In our descriptive analysis, categorical variables were expressed as the number (percentage), and continuous variables were expressed as the mean ± standard deviation (SD) or the median (range), depending on the data distribution. The Shapiro–Wilk test was used to determine whether or not data were normally distributed. We performed a matrix correlation test on the UT concentrations at transplantation. Correlations between UT concentrations at transplantation and BMD (at the lumbar spine, hip, and femoral neck) 1, 12, and 24 months after kidney transplantation were quantified by calculating Spearman’s coefficient. Uremic toxin concentrations at transplantation were compared for patients with BMD gain vs. those with BMD loss, and for patients with a prevalent osteoporotic fracture vs. those without a fracture. The same analyses were performed after stratification by sex, age group, adynamic bone disease, kidney failure within 12 months of transplantation, and early steroid withdrawal. Correlations between age, BMI, serum levels of calcium, phosphate, calcitriol, PTH, bone alkaline phosphatase, osteocalcin and creatinine (at the time of transplantation—except for creatinine, measured at M12), and (i) BMD at M1 and (ii) changes in BMD at M12 and at M24 (vs. M1) were quantified by calculating Spearman’s coefficient. Student’s t-test was used to assess the statistical significance of associations between binary osteoporosis risk factors and (i) BMD at M1 and (ii) changes in BMD at M12 and at M24 (vs. M1).

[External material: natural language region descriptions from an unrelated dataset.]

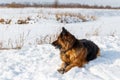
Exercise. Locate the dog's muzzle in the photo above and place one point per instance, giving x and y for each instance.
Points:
(56, 45)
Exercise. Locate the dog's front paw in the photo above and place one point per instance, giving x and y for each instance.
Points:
(61, 70)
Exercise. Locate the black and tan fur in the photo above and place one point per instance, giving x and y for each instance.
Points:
(74, 52)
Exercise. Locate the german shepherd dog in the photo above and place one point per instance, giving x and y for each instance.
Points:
(74, 52)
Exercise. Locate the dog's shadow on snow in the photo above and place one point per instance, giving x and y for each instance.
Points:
(106, 57)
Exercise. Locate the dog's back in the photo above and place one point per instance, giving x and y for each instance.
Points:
(92, 49)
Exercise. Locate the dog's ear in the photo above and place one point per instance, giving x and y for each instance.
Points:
(64, 31)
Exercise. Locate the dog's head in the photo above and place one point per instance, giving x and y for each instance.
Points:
(65, 40)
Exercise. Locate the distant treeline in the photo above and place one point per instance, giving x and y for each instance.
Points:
(56, 5)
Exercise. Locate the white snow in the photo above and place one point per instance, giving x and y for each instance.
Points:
(113, 3)
(40, 62)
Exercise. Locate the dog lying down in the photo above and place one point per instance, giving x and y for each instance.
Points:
(74, 52)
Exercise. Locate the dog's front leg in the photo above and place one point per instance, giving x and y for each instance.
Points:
(62, 68)
(69, 67)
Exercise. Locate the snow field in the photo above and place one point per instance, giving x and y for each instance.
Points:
(40, 62)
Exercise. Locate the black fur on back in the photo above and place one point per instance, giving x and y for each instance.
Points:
(92, 49)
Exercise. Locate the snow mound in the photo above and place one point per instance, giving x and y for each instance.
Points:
(42, 61)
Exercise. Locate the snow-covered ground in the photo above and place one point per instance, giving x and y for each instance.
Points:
(40, 62)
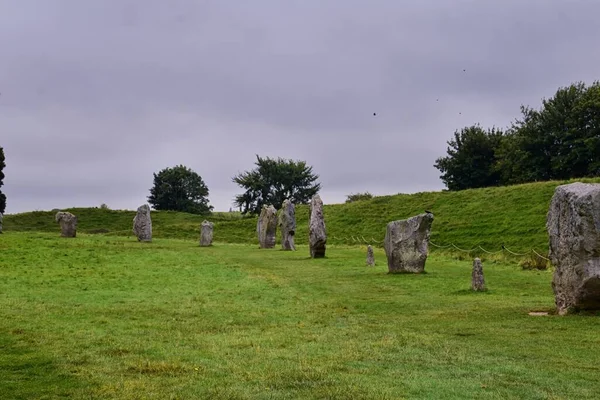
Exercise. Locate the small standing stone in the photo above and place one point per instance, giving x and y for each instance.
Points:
(317, 233)
(287, 224)
(68, 224)
(573, 224)
(406, 243)
(142, 224)
(370, 256)
(477, 281)
(266, 227)
(206, 232)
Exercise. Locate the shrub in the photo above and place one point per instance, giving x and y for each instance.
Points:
(352, 197)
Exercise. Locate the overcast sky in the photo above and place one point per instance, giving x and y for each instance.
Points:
(96, 95)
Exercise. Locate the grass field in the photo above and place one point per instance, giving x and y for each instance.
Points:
(514, 216)
(111, 318)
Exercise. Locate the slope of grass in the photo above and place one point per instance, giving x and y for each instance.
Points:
(111, 318)
(514, 216)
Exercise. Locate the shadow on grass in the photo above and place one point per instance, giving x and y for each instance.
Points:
(26, 374)
(471, 292)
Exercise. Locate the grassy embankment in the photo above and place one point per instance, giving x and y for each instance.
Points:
(513, 216)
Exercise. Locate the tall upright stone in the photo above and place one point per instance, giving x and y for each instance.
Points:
(206, 232)
(370, 256)
(477, 281)
(287, 225)
(266, 227)
(142, 224)
(68, 223)
(406, 243)
(573, 224)
(317, 234)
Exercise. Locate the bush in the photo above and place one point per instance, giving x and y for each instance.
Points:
(534, 262)
(352, 197)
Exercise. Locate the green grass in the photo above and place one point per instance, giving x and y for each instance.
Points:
(514, 216)
(111, 318)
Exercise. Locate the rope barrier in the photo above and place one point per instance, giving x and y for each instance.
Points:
(539, 255)
(463, 250)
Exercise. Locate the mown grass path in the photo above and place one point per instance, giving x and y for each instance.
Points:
(107, 317)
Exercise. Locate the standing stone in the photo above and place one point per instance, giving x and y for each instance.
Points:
(573, 224)
(266, 227)
(370, 256)
(142, 224)
(477, 281)
(317, 235)
(68, 224)
(287, 224)
(206, 231)
(406, 243)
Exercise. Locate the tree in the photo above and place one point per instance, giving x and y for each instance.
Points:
(561, 140)
(2, 195)
(352, 197)
(273, 181)
(179, 189)
(471, 160)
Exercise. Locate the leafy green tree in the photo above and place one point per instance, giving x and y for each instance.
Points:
(2, 195)
(352, 197)
(561, 140)
(471, 160)
(273, 181)
(179, 189)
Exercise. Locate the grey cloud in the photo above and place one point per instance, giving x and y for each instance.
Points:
(100, 94)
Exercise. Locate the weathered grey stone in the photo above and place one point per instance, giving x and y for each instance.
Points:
(477, 281)
(142, 224)
(406, 243)
(68, 223)
(266, 227)
(206, 232)
(573, 224)
(370, 256)
(317, 234)
(287, 225)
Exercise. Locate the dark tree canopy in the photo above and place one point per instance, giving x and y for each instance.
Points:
(179, 189)
(273, 181)
(559, 141)
(352, 197)
(471, 159)
(2, 195)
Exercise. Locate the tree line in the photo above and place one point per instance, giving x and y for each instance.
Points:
(270, 182)
(560, 140)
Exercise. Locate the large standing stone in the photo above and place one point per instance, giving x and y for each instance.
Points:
(406, 243)
(370, 256)
(266, 227)
(317, 234)
(287, 225)
(206, 231)
(142, 224)
(573, 224)
(68, 223)
(477, 281)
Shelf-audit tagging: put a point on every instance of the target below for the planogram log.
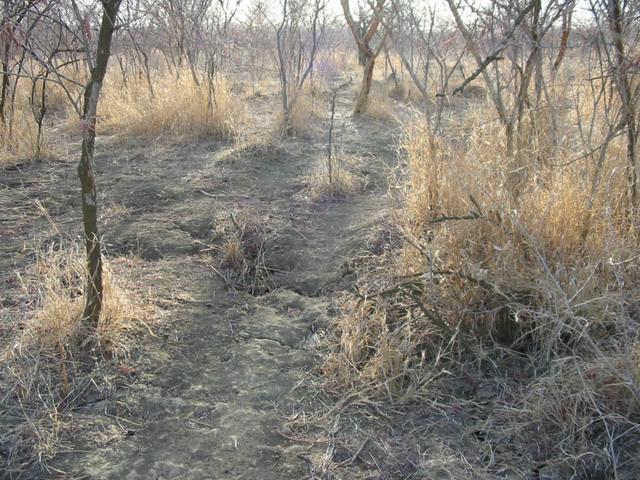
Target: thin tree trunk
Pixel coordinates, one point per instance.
(93, 294)
(367, 78)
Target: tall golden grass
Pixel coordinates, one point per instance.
(178, 107)
(486, 275)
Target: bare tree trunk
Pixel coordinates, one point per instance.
(623, 85)
(363, 37)
(367, 78)
(93, 294)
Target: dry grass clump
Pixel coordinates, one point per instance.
(45, 368)
(532, 264)
(241, 242)
(305, 112)
(178, 107)
(380, 104)
(19, 140)
(337, 185)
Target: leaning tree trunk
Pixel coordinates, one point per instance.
(367, 78)
(93, 295)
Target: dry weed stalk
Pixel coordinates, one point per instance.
(46, 369)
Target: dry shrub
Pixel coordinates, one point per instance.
(341, 184)
(380, 105)
(240, 250)
(178, 107)
(546, 272)
(305, 110)
(45, 367)
(19, 140)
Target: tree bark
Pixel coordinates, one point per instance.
(363, 37)
(94, 289)
(362, 101)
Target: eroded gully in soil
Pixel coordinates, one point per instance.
(225, 375)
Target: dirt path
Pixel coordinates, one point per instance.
(222, 384)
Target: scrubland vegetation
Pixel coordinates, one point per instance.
(491, 328)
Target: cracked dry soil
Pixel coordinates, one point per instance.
(223, 376)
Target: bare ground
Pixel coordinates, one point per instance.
(222, 388)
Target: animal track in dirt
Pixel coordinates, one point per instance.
(221, 380)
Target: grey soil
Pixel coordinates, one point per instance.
(221, 383)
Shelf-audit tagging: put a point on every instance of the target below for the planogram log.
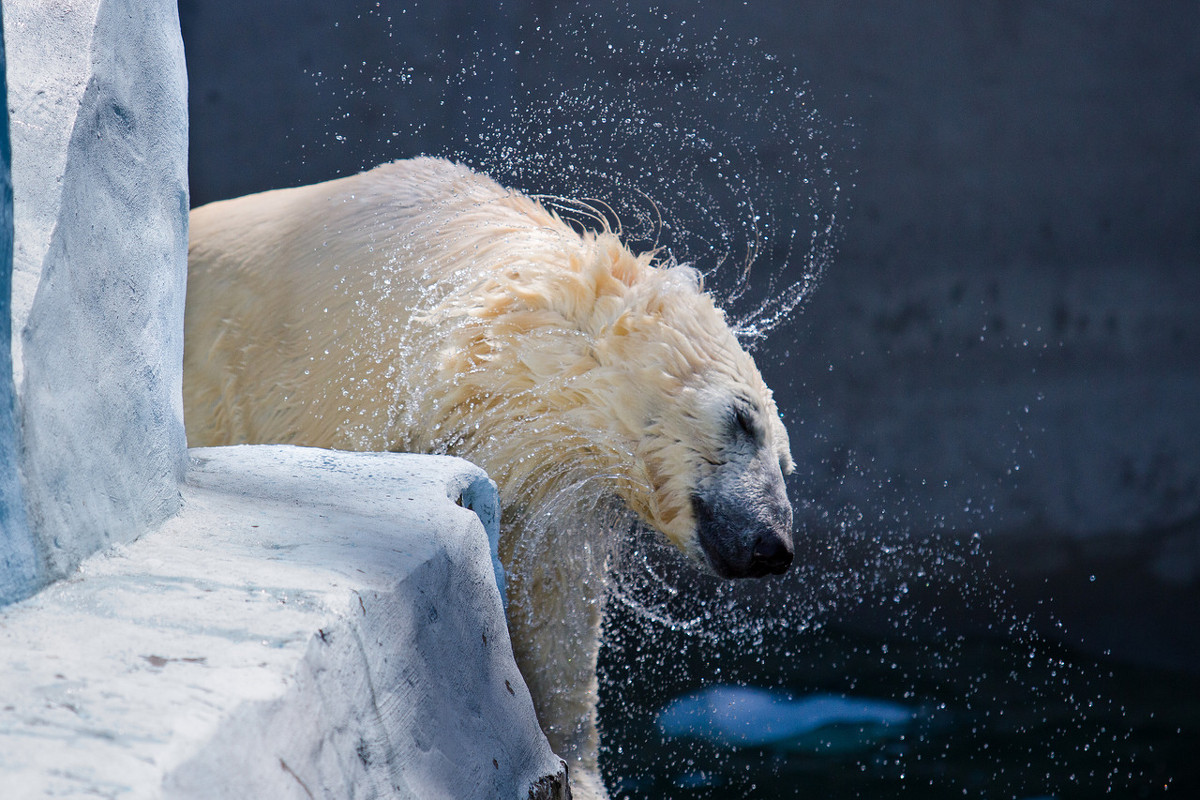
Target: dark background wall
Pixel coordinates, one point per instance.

In order to consider confounding factors for mineral bone disorders, multiple linear regression models were built for UT concentrations upon transplantation that were significantly correlated with BMD at M1 or with changes in BMD 12 and 24 months after kidney transplantation in bivariate analyses.

All statistical tests were two-sided, and the threshold for statistical significance was set to p < 0.05. All analyses were performed using R software (version 3.6.1, R Foundation for Statistical Computing, Vienna, Austria).